このシーンを見た視聴者が悠人の将来を心配したのには理由がある。ドラマ内が2004年の設定だからだ。その4年後の2008年には「リーマンショック」が待ち受けているはずで、一時Twitterで「リーマンショック」がトレンド入りする事態となった。
視聴者がそれほど心配するリーマンショック時の投資環境は、どのようなものだったのか。当時のマネー誌編集者が振り返る。

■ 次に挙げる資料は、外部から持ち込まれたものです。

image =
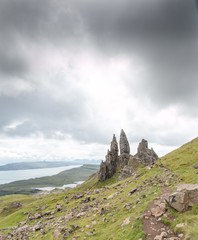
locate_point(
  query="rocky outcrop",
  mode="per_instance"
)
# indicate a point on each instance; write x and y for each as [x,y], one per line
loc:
[108,168]
[124,144]
[185,195]
[146,155]
[124,150]
[125,161]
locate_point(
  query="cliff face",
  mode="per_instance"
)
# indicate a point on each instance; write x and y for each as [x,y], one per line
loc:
[108,168]
[144,156]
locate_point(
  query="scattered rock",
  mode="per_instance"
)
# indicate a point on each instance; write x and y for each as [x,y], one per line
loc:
[59,207]
[180,225]
[126,222]
[15,204]
[195,166]
[185,195]
[133,191]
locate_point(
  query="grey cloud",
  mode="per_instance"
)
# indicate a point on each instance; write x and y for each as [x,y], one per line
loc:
[161,34]
[39,112]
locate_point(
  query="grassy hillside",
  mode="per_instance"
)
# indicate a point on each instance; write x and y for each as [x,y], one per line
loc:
[58,180]
[96,210]
[182,161]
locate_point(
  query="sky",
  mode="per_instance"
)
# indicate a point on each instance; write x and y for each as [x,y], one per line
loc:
[74,72]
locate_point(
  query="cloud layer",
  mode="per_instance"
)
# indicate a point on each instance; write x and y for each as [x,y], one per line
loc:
[84,69]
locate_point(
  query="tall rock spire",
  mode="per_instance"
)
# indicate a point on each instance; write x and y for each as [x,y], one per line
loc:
[124,144]
[146,155]
[108,168]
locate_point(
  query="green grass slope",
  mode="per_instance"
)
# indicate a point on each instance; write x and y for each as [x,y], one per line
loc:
[182,161]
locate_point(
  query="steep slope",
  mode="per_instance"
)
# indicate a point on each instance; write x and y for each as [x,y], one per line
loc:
[106,210]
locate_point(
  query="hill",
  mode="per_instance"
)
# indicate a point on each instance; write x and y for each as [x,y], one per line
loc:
[44,164]
[65,177]
[109,209]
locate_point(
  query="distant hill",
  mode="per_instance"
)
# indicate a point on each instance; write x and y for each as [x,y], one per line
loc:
[131,208]
[65,177]
[44,164]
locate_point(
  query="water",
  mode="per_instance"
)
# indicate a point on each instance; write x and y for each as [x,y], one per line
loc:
[16,175]
[63,187]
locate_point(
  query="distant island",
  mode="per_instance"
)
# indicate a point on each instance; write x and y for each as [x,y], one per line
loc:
[45,164]
[65,177]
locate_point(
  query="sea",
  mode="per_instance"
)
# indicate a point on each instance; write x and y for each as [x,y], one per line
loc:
[16,175]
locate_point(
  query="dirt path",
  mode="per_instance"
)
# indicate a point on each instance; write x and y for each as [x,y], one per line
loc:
[152,224]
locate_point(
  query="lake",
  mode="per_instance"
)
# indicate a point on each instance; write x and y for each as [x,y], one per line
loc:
[16,175]
[63,187]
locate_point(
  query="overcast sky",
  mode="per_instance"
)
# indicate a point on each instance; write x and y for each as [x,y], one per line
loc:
[74,72]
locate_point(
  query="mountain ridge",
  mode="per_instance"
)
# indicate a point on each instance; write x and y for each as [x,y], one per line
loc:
[110,209]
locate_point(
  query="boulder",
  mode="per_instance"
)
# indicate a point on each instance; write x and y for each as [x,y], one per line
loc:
[185,195]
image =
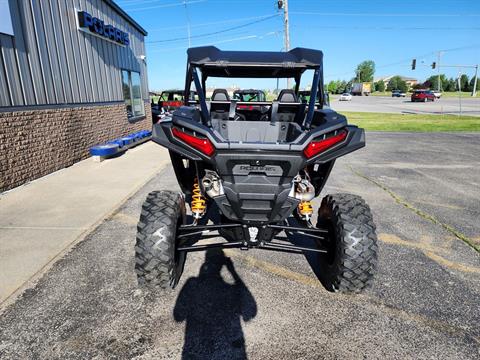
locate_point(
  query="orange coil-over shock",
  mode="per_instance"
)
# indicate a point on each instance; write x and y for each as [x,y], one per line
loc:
[305,209]
[198,201]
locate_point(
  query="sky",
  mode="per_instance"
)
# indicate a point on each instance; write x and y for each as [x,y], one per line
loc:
[391,33]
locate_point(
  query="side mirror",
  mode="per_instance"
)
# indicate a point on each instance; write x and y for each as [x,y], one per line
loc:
[326,99]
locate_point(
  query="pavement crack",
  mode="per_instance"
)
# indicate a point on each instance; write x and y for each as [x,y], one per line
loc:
[399,200]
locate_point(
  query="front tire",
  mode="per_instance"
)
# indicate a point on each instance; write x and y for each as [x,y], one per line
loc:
[351,260]
[157,262]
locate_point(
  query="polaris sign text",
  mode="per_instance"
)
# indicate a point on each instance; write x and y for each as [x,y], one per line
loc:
[95,26]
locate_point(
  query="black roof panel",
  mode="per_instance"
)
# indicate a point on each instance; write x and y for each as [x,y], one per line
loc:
[215,62]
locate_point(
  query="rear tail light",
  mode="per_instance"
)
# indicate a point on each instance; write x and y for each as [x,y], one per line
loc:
[318,146]
[203,145]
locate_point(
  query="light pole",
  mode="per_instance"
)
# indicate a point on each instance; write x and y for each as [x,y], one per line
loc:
[283,4]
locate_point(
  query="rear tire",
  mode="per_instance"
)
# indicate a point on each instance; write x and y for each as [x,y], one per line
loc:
[157,263]
[351,260]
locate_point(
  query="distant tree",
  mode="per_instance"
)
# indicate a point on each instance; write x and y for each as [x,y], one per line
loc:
[396,83]
[365,71]
[433,82]
[471,84]
[451,85]
[380,86]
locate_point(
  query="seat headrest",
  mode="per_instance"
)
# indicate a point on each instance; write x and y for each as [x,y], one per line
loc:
[287,95]
[220,95]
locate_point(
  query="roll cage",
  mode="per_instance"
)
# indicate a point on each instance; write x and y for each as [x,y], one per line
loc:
[213,62]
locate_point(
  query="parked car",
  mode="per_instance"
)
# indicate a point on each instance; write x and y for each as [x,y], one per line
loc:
[345,97]
[398,93]
[423,95]
[360,89]
[250,95]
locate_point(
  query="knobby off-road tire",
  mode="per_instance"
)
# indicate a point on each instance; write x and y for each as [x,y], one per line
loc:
[351,261]
[157,263]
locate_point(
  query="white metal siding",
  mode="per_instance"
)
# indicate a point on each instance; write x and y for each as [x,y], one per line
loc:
[48,61]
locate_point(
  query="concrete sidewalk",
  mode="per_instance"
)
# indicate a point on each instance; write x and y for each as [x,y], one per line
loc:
[40,221]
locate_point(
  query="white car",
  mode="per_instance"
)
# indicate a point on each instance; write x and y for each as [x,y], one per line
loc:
[345,97]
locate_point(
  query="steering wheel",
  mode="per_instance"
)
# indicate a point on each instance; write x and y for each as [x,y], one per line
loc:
[239,117]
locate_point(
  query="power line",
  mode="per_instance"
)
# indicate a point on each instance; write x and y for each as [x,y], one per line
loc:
[210,23]
[164,5]
[389,28]
[215,32]
[381,14]
[407,61]
[242,38]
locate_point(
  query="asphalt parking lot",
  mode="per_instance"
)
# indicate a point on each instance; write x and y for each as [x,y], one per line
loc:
[385,104]
[424,191]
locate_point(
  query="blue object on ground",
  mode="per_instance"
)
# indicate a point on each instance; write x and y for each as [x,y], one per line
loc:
[104,150]
[119,142]
[122,144]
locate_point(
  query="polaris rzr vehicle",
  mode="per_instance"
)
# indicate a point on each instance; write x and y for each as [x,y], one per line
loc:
[169,101]
[252,180]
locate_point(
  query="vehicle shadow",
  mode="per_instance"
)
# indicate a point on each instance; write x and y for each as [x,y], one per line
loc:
[313,258]
[212,308]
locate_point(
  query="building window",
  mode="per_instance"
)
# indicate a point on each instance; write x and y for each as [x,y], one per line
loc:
[5,18]
[132,93]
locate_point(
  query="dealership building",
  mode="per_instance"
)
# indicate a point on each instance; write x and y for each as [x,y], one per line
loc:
[72,75]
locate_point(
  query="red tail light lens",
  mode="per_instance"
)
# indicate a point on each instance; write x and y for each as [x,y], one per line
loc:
[316,147]
[203,145]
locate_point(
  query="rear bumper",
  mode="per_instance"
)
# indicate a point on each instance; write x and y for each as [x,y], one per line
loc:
[257,177]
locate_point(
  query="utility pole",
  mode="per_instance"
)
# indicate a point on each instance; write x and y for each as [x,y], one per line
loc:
[474,90]
[439,85]
[286,31]
[188,24]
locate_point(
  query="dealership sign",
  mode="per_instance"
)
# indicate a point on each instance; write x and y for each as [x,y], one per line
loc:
[97,27]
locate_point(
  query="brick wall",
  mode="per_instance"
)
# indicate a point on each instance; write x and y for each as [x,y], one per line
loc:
[35,143]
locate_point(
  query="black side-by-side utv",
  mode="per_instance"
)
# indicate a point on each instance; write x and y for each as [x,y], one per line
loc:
[250,178]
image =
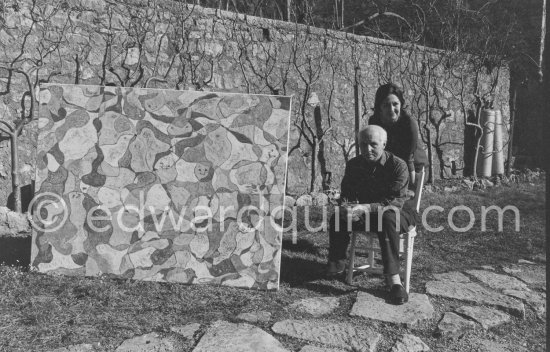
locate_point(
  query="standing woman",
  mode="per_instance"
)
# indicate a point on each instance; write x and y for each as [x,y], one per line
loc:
[402,129]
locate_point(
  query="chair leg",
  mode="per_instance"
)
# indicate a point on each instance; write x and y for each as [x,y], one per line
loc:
[409,243]
[351,261]
[371,253]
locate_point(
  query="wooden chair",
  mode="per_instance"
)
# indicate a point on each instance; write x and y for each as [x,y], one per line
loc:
[373,247]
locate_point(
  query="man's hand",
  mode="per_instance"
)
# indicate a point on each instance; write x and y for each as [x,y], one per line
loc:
[358,210]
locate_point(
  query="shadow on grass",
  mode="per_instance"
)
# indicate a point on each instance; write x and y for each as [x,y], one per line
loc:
[15,251]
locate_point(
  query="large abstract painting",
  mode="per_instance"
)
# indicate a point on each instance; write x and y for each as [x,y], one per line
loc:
[161,185]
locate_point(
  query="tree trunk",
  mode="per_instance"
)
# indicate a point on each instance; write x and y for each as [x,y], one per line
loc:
[356,95]
[321,152]
[511,135]
[430,156]
[542,39]
[15,184]
[314,152]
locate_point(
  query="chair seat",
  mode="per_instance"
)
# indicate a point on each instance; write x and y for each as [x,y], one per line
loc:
[406,242]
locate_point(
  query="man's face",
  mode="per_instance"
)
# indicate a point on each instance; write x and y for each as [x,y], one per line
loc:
[390,109]
[372,145]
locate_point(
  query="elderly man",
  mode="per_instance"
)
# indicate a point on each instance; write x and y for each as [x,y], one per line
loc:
[378,180]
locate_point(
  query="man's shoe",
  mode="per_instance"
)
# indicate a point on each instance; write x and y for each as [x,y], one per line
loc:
[336,268]
[398,295]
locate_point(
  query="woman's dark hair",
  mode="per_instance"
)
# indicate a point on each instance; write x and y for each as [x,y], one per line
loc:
[383,91]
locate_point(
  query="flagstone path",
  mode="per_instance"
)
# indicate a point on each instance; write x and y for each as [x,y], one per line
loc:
[485,299]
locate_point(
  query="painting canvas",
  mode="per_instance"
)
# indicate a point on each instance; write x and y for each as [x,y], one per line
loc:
[161,185]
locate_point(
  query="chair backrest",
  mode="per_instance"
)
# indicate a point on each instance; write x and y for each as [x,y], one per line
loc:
[418,189]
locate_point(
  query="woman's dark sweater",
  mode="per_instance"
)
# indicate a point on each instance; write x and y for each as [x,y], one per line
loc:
[403,140]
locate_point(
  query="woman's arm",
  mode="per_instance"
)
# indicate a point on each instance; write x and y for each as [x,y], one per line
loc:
[411,148]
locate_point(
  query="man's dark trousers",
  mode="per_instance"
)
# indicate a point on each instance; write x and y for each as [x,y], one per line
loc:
[388,237]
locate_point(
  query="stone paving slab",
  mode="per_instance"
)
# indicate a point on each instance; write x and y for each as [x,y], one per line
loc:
[409,343]
[534,275]
[187,331]
[223,336]
[260,316]
[492,346]
[330,333]
[453,276]
[474,293]
[498,281]
[83,347]
[487,317]
[312,348]
[535,300]
[454,326]
[316,306]
[411,313]
[151,342]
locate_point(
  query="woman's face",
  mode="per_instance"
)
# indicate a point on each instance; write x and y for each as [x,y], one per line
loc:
[390,109]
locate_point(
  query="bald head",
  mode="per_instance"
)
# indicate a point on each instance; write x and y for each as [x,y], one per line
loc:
[372,141]
[372,131]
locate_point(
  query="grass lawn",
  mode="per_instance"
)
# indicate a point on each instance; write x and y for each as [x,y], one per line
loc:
[40,312]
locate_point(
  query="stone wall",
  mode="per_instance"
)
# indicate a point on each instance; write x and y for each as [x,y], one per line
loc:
[123,43]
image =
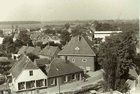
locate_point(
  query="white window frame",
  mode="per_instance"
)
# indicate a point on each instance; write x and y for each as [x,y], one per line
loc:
[84,60]
[65,78]
[32,72]
[74,76]
[53,81]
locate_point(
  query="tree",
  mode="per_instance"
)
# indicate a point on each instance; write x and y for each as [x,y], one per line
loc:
[116,55]
[8,45]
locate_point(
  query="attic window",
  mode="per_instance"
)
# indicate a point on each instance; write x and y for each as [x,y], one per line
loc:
[84,60]
[31,73]
[77,48]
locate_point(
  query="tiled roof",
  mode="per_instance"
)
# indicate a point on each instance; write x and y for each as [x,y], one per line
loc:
[4,59]
[60,67]
[50,51]
[4,87]
[29,49]
[23,63]
[77,46]
[42,62]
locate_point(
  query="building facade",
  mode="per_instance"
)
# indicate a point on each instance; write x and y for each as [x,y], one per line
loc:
[79,52]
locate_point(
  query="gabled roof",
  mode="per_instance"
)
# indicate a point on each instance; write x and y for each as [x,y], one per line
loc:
[23,63]
[42,62]
[61,67]
[77,46]
[50,51]
[29,49]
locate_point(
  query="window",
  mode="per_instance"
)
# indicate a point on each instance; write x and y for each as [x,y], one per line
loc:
[30,84]
[65,79]
[39,83]
[73,76]
[21,85]
[84,60]
[31,73]
[77,48]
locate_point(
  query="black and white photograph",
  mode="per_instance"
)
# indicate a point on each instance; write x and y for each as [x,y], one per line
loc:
[69,47]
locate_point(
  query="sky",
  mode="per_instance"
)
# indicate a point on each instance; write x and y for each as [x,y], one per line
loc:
[52,10]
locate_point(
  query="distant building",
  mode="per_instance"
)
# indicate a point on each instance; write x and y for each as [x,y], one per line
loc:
[79,52]
[104,34]
[49,52]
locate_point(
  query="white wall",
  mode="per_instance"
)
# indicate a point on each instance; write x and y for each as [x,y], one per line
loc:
[24,76]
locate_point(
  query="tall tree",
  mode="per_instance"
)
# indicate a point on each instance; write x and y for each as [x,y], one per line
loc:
[116,55]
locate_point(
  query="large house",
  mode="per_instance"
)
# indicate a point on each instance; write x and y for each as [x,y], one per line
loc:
[61,71]
[79,52]
[25,75]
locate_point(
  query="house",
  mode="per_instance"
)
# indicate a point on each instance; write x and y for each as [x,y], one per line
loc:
[79,52]
[27,76]
[29,49]
[39,37]
[49,52]
[63,71]
[133,83]
[5,89]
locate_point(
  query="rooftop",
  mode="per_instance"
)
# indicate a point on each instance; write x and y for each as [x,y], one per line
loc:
[61,67]
[79,46]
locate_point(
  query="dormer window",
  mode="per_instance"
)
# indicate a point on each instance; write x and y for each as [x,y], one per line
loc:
[77,48]
[31,73]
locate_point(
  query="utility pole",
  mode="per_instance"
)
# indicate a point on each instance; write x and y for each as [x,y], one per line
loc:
[58,81]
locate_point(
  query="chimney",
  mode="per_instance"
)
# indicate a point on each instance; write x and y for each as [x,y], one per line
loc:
[66,59]
[79,37]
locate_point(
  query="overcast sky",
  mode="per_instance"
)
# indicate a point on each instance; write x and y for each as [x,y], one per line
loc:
[48,10]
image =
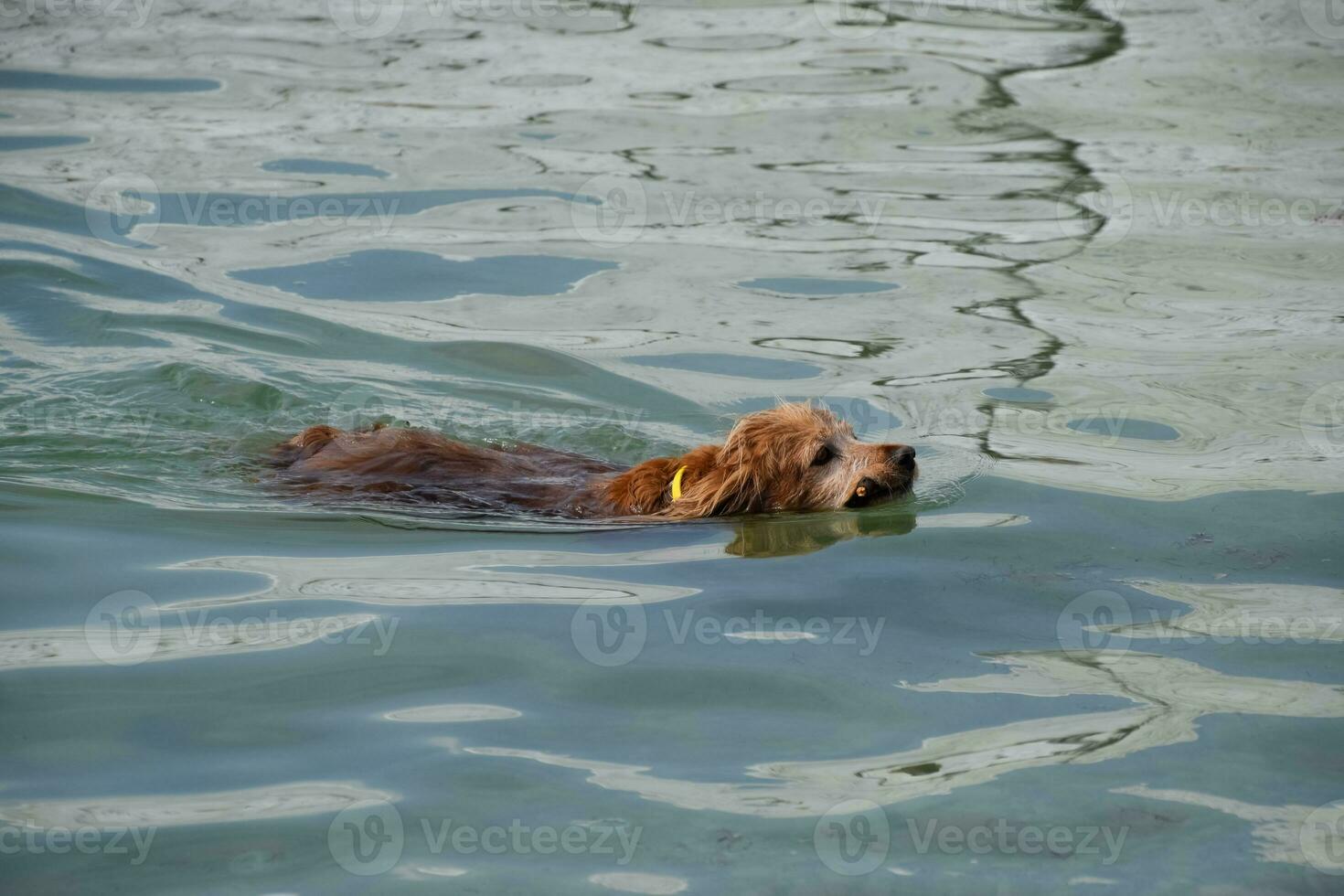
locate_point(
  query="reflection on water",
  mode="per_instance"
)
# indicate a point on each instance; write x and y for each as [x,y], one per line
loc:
[1295,835]
[169,810]
[1172,695]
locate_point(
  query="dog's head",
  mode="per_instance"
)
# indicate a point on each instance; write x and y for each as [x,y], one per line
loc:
[794,457]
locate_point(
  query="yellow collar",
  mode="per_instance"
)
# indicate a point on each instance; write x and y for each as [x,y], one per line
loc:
[677,483]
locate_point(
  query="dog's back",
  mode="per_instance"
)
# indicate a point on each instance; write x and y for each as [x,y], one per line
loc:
[418,465]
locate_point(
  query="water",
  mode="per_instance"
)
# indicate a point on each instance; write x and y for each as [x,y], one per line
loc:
[1083,257]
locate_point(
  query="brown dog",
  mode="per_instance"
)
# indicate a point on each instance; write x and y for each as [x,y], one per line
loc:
[794,457]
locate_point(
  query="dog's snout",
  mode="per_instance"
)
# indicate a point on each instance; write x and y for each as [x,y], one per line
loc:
[903,457]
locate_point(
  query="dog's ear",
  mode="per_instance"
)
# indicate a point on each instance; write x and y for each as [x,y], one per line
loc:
[643,489]
[646,489]
[718,481]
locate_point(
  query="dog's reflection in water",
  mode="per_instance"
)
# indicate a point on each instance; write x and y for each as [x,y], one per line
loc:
[778,536]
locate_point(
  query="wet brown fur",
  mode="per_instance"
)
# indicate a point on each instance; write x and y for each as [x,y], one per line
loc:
[766,464]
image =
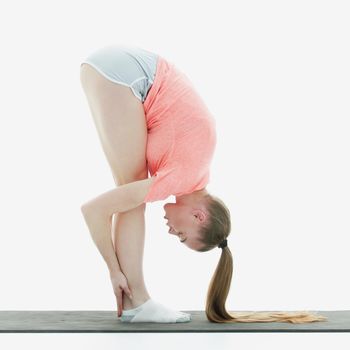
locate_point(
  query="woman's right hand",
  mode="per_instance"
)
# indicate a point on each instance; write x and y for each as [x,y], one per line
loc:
[120,285]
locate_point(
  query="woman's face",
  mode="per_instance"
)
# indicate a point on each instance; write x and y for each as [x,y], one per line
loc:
[184,220]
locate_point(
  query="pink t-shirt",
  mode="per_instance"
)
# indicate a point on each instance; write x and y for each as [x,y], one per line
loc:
[181,135]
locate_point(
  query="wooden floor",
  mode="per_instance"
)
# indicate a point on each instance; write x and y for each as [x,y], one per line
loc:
[107,322]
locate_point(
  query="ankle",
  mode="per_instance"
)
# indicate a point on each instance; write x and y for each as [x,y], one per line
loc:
[136,301]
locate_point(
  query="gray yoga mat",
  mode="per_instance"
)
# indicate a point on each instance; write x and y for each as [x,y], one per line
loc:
[107,322]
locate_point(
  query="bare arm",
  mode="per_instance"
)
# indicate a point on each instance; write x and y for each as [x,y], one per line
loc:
[100,226]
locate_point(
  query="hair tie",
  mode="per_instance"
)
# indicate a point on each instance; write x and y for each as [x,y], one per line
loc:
[223,244]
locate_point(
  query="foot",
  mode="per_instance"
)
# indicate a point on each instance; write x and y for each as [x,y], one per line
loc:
[152,311]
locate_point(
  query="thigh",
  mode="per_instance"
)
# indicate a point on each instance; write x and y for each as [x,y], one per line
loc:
[121,125]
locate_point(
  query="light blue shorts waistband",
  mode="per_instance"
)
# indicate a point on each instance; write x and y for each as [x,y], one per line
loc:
[126,65]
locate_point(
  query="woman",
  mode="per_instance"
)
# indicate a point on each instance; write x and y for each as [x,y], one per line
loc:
[149,117]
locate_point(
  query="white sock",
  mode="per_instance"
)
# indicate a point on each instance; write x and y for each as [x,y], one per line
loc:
[152,311]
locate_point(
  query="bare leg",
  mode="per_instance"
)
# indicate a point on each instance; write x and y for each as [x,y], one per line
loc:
[120,122]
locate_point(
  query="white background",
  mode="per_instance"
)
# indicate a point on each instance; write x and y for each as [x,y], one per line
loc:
[275,74]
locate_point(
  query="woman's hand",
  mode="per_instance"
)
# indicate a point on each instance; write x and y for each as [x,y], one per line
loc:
[120,284]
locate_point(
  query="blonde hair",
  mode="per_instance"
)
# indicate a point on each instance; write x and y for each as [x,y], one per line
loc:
[216,229]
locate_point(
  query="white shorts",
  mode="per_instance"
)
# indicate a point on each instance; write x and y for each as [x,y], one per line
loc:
[126,65]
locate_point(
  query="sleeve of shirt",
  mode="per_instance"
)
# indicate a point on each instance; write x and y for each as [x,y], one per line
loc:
[163,186]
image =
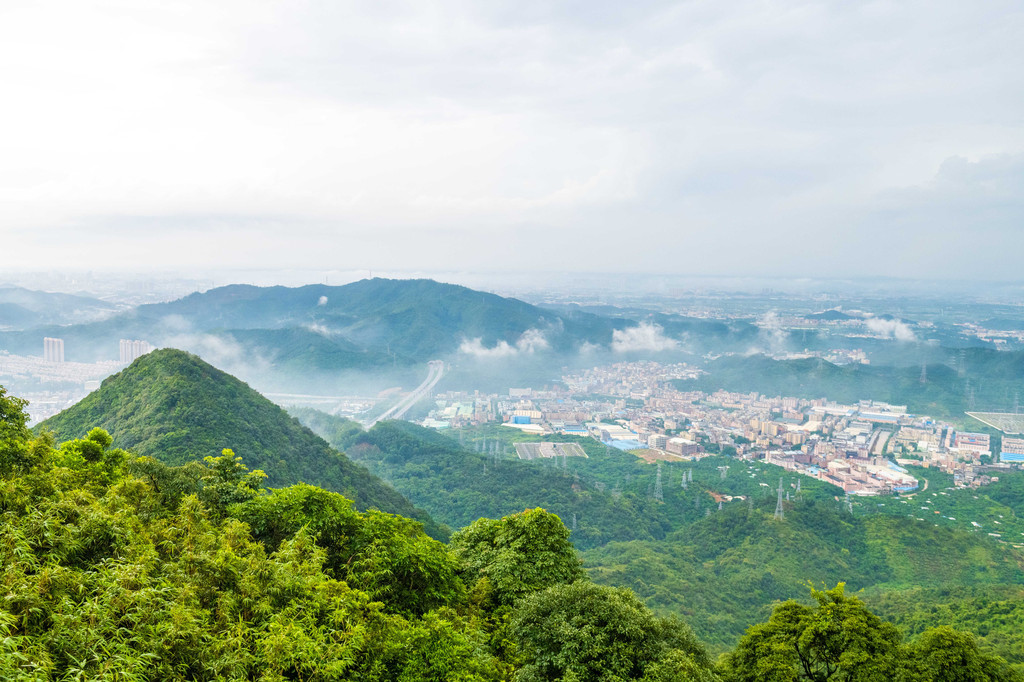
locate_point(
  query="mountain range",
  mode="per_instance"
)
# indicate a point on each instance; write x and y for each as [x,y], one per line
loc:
[175,408]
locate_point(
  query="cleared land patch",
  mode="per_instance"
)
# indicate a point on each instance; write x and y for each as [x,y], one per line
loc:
[532,451]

「2000年代初頭はネット証券が普及してきて、個人投資家が一気に増えた時期です。ITバブル崩壊で底を打った後の株価は右肩上がりで、日経平均株価も2003年の7607円を底値に2007年には1万8297円まで2倍以上の上昇を見せました。『株を買えば上がる』と考えていた投資家も少なくなかったのではないでしょうか。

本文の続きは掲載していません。